Sean Lawson said the Otter Creek collab allowed him to reach a wider audience, too. "It's been a great way to spread the beer out much farther than we normally can," he said. "To get the Lawson's name out there."
More broadly, Lawson added, working together "creates a cross-feed for brewers who have very different followings; it can expose people to a brewery that they may not be used to getting their beer from."
In the case of Double Dose, regular Otter Creek drinkers are in for an unexpected treat. To make the beer work between Lawson's seven-barrel system and Otter Creek's much larger one, Gerhart said, they had to fudge it. "I'm trying to figure out how my formula works with his numbers," the brewer recalls, "and we're just like, 'The math doesn't work!' Finally, we were just like, 'Fuck the math; this works here in the moment.'"
And that's what these collaborations seem to be about.
Yeast is a living, metabolizing organism that behaves differently depending on who feeds it.
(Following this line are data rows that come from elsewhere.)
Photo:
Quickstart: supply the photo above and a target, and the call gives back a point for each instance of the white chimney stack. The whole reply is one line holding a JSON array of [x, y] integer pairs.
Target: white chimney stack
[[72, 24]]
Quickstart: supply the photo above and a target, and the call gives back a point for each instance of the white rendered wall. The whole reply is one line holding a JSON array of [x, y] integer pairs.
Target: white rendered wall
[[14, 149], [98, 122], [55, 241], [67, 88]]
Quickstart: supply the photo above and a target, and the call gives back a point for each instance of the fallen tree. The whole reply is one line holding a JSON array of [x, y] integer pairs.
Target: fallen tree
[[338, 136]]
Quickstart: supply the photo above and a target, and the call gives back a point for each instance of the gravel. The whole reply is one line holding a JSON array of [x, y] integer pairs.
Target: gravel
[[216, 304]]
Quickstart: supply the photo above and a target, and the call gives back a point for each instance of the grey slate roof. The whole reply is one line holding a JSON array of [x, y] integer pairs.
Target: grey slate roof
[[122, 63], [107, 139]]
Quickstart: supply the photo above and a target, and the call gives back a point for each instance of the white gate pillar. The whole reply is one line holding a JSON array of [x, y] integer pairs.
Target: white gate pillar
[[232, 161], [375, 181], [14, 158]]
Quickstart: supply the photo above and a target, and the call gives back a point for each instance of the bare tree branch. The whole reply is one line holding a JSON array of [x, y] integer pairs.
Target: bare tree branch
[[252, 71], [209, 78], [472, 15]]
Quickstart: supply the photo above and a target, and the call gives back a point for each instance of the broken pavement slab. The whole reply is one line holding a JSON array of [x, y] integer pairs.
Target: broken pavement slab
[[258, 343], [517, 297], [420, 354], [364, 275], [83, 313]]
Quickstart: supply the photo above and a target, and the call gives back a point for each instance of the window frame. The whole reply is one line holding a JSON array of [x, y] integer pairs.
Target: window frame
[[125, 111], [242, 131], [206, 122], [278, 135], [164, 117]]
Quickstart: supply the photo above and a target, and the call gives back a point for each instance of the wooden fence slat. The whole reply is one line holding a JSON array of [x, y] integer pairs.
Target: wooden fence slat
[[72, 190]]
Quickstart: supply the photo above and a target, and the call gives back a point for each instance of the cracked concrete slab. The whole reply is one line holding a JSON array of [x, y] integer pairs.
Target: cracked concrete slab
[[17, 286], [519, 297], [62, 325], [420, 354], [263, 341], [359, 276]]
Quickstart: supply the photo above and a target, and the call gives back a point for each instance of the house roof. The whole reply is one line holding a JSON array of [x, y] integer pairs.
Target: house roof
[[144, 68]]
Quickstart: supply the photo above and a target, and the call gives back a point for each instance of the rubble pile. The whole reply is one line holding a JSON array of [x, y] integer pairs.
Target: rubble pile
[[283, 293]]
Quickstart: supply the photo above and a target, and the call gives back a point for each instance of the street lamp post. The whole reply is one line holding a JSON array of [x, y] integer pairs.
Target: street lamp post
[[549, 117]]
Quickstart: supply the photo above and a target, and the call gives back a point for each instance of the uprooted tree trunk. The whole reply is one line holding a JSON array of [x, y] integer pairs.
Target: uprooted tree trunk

A beer reflects the person or persons brewing it: their habits, ideas and brewing philosophy. And it reflects the ingredients — such as random hops from someone's mom's backyard — that are available to a brewer at a given moment.
"You can give five brewers the same ingredients and have them brew a pale ale," Polewacyk observed, "and they'll all make something different."
A beer, then, is a snapshot of a person, place and time. In the case of a collaboration, it also captures the synergy of two people with a single, simple goal: to make a great beer.
"There's this energy," Polewacyk said, recalling making a Spruce Tip IPA with Lawson earlier this year. "When two guys get together to brew, it's really something else."